La mancanza di manutenzione genera danni e i problemi vengono a galla, proprio come succede da diverse settimane nel campo degli All Reds rugby all’interno dell’Acrobax, l’ex cinodromo, in via della Vasca Navale.  Una condotta, infatti, ha iniziato a perdere e di conseguenza a sversare ettolitri di acque reflue nocive nel quadrilatero di gioco, dove numerosi bambini e adulti si ritrovano quotidianamente a praticare sport. Le denunce che gli attivisti di Acrobax hanno riportato al Comune sono rimaste inascoltate, tant’è che lunedì mattina si sono ritrovati a protestare davanti al dipartimento ambiente sito in circonvallazione Ostiense. 

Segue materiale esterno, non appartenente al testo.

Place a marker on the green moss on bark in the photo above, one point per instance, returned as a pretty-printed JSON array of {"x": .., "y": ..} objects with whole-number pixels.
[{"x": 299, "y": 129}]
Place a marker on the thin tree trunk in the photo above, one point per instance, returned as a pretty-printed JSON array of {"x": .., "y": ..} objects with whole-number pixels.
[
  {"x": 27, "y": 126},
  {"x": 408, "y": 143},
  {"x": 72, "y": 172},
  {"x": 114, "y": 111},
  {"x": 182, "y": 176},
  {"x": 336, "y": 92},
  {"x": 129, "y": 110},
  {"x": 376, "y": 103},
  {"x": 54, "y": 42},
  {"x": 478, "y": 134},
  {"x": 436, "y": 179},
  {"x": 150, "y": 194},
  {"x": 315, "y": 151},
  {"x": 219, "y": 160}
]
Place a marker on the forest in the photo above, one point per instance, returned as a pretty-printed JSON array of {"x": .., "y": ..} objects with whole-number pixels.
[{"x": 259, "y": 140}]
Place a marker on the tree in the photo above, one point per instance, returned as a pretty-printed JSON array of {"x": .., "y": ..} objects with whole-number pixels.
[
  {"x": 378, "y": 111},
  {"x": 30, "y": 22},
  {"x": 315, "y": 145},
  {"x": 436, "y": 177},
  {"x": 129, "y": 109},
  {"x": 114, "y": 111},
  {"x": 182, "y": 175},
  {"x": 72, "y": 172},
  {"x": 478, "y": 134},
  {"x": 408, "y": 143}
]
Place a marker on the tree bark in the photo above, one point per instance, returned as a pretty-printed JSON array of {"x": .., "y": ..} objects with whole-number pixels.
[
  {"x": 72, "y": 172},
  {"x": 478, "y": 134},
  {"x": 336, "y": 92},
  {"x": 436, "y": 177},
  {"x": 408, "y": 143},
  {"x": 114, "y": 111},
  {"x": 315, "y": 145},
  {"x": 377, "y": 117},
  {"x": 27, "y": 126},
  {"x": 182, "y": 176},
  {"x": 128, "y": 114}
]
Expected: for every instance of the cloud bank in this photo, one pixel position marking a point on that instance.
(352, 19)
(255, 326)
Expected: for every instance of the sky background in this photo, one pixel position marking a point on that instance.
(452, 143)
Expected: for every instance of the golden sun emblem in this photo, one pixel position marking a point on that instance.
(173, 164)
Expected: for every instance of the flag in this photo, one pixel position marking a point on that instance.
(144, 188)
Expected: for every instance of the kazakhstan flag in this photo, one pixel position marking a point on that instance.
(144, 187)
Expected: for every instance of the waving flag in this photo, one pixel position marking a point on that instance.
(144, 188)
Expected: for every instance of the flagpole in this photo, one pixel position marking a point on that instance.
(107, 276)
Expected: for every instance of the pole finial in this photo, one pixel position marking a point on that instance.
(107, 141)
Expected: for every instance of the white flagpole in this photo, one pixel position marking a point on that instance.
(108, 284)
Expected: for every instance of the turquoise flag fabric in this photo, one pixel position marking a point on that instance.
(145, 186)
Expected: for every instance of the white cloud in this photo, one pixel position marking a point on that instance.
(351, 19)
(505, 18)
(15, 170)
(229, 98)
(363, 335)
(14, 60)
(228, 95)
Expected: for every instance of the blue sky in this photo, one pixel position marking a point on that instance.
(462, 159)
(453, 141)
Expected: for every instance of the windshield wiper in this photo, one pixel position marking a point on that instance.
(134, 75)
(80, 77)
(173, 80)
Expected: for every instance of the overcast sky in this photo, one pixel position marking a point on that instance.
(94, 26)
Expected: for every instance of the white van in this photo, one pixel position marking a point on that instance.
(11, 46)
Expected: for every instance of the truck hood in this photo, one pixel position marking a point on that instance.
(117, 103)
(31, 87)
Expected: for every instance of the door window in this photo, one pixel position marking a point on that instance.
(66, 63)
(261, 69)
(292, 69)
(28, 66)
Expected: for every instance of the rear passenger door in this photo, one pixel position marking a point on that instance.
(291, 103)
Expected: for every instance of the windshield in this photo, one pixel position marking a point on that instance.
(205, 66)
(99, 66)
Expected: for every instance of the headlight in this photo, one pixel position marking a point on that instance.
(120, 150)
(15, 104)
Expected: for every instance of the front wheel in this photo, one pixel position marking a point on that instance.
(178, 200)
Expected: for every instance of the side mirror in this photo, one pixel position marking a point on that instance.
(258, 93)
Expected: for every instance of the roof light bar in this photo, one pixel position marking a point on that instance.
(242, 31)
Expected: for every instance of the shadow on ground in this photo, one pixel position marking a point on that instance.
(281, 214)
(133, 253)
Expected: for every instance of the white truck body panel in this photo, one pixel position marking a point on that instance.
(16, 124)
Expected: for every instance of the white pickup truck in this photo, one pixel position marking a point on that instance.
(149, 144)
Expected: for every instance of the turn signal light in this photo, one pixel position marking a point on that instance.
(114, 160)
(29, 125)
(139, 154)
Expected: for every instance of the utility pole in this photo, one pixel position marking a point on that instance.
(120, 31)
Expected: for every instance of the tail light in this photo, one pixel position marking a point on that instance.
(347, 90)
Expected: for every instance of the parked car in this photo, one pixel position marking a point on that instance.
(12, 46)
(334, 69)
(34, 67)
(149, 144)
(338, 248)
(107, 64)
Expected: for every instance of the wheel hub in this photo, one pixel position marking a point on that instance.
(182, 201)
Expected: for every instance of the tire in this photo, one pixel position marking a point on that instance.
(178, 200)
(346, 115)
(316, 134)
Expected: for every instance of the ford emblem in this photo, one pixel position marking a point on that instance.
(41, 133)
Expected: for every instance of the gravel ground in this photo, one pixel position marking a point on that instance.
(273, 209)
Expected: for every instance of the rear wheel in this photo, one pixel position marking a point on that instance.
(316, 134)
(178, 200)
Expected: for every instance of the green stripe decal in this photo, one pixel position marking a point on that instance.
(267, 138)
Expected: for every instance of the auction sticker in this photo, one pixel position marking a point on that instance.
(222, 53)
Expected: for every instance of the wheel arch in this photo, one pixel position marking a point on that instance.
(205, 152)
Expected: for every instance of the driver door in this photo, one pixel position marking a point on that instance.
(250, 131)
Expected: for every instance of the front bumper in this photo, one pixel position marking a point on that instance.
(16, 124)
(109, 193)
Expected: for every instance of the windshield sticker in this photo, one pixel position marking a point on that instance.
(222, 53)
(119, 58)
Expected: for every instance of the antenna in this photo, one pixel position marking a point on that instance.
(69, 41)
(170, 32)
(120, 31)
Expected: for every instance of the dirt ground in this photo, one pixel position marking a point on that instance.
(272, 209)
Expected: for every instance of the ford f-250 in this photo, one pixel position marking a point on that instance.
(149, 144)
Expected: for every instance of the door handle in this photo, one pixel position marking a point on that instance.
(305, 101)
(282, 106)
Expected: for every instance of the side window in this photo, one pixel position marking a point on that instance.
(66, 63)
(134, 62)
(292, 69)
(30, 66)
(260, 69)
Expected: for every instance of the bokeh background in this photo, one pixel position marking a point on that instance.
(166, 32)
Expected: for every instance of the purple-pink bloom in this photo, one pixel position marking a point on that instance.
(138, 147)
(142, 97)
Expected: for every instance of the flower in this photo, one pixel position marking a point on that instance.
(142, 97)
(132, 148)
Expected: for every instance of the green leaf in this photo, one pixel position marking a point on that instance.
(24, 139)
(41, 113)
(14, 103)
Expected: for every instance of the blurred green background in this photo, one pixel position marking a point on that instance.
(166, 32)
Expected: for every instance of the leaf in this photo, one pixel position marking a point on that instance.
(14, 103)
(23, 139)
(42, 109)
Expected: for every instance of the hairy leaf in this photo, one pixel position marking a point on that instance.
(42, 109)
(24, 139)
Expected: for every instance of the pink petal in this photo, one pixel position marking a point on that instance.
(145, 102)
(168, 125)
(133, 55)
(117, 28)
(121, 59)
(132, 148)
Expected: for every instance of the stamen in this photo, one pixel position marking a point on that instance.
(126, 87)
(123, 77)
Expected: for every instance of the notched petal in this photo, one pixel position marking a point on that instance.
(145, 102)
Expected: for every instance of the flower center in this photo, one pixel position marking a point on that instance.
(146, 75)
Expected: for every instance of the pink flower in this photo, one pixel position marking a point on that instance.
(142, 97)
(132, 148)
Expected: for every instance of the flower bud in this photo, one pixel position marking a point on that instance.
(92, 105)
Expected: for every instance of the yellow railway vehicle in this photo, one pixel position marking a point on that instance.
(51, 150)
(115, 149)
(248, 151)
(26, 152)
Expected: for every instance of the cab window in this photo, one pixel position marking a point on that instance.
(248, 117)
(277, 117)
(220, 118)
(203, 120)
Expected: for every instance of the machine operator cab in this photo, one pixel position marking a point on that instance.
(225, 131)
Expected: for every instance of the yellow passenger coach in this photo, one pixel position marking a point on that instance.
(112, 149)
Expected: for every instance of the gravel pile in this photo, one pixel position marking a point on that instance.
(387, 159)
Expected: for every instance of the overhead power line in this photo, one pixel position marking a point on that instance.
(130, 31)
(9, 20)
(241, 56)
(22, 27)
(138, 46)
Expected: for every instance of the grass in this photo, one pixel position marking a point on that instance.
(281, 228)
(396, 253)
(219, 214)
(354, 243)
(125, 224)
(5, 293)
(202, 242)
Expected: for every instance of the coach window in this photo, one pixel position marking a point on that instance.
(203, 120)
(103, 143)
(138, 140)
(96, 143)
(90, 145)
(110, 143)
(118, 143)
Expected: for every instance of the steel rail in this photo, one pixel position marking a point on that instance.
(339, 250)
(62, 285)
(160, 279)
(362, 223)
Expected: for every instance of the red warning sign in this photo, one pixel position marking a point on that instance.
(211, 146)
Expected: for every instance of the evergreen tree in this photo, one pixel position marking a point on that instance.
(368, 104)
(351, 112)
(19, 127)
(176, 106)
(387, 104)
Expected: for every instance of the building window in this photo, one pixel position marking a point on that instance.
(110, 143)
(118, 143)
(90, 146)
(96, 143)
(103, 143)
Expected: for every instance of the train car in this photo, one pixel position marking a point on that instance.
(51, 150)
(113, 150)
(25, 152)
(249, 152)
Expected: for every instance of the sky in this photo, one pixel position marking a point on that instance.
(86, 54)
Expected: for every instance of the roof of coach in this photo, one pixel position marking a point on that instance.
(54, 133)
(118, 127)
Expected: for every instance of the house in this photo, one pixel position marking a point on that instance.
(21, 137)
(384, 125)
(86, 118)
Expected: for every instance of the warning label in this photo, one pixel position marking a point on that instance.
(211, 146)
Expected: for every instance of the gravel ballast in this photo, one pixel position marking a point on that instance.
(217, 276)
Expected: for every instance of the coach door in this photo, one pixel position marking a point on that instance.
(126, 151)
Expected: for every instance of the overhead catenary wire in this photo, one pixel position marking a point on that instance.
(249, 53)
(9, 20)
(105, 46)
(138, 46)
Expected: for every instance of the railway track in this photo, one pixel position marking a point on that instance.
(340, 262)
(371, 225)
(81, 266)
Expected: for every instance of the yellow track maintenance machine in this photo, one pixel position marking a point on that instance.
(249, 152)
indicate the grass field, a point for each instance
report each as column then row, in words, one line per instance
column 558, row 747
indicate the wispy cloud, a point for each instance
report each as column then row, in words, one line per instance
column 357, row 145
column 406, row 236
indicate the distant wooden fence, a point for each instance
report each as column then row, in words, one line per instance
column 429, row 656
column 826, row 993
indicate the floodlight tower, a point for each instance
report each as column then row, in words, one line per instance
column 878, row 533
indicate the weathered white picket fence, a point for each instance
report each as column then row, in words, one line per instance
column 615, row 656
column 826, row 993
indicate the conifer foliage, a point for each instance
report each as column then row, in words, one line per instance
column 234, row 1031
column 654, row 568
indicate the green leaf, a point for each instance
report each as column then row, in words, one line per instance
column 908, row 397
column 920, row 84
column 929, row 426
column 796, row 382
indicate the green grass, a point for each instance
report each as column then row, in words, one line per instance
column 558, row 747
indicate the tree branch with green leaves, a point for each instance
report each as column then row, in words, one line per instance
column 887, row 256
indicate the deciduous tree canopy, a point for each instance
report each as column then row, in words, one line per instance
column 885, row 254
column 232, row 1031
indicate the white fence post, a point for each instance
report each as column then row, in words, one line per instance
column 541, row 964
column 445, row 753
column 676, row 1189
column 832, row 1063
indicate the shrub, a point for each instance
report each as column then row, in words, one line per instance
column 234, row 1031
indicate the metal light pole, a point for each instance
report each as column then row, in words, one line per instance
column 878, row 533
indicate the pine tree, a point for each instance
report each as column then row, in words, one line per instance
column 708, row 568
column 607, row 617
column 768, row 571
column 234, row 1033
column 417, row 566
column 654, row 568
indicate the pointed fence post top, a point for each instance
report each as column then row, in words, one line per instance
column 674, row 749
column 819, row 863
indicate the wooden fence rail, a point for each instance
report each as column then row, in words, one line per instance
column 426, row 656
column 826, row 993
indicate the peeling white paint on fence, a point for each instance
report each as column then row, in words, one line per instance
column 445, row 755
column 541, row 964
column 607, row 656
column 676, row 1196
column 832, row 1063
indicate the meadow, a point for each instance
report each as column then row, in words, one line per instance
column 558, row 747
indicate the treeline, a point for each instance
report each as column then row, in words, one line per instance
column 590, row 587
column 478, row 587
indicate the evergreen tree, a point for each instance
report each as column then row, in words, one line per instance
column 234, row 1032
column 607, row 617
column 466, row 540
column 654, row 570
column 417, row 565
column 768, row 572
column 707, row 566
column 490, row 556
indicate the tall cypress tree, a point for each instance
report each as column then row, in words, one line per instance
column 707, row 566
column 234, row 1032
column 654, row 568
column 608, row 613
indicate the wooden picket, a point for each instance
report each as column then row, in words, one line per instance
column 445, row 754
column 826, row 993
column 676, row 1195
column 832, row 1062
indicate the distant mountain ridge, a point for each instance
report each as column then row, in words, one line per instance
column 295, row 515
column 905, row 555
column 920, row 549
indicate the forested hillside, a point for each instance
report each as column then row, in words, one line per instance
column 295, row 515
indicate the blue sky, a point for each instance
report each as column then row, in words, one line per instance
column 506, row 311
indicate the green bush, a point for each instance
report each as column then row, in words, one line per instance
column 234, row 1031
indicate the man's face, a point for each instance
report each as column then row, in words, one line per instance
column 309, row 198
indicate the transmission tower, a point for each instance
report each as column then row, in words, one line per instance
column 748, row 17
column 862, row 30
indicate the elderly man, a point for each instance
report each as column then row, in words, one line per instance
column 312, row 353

A oggi il Comune di Roma non ci ha degnato di risposte, progetti né tantomeno tempistiche. La responsabilità come al solito si è fermata negli uffici comunali tra la parte tecnica che non ne vuole sapere e quella politica che non è in grado” ci racconta Cristiana dell’Acrobax “I liquami provengono dal vicino canile che non possiede un sistema fognario adeguato e sta inquinando il circondario. Questo si traduce in un abbandono, che coinvolge anche il canile di Marconi, un posto dove il benessere degli animali ospitati non è garantito, con strutture inadeguate e fatiscenti e personale sottostimato” conclude “in questo periodo pandemico, l’Acrobax ha contribuito con la Rete Roma Sud a sopperire ad alcune mancanze delle Istituzioni, costituendo l’Emporio Solidale una rete di aiuto alle persone in difficoltà a cui hanno aderito centinaia di famiglie; ora vogliamo che almeno sul fronte del benessere ambientale e animale le Istituzioni facciano la loro parte”.

Il dipartimento ambiente, nella persona dell’ingegner Rossi, ha accolto la protesta e allertato la segreteria apicale del dipartimento. Nel frattempo alcuni tecnici hanno eseguito un sopralluogo all’interno dell’ex cinodromo per procedere a una prima valutazione del danno e quantificare il lavoro da svolgere; confermando che lo sversamento di liquami non conformi al suolo proviene dall’adiacente canile comunale. Gli occupanti di Acrobax dichiarano “Sappiamo che si tratta di un percorso ancora lungo che continueremo a presidiare fino alla definitiva risoluzione, per il benessere sanitario e ambientale dello spazio, che ospita tra le tante attività, anche quelle della squadra di rugby degli All Reds con tutte le categorie dalle giovanili alla seniores, sia per il benessere animale dei cani presenti all’interno del canile. Il Comune di Roma è chiamato quindi a fare la propria parte“.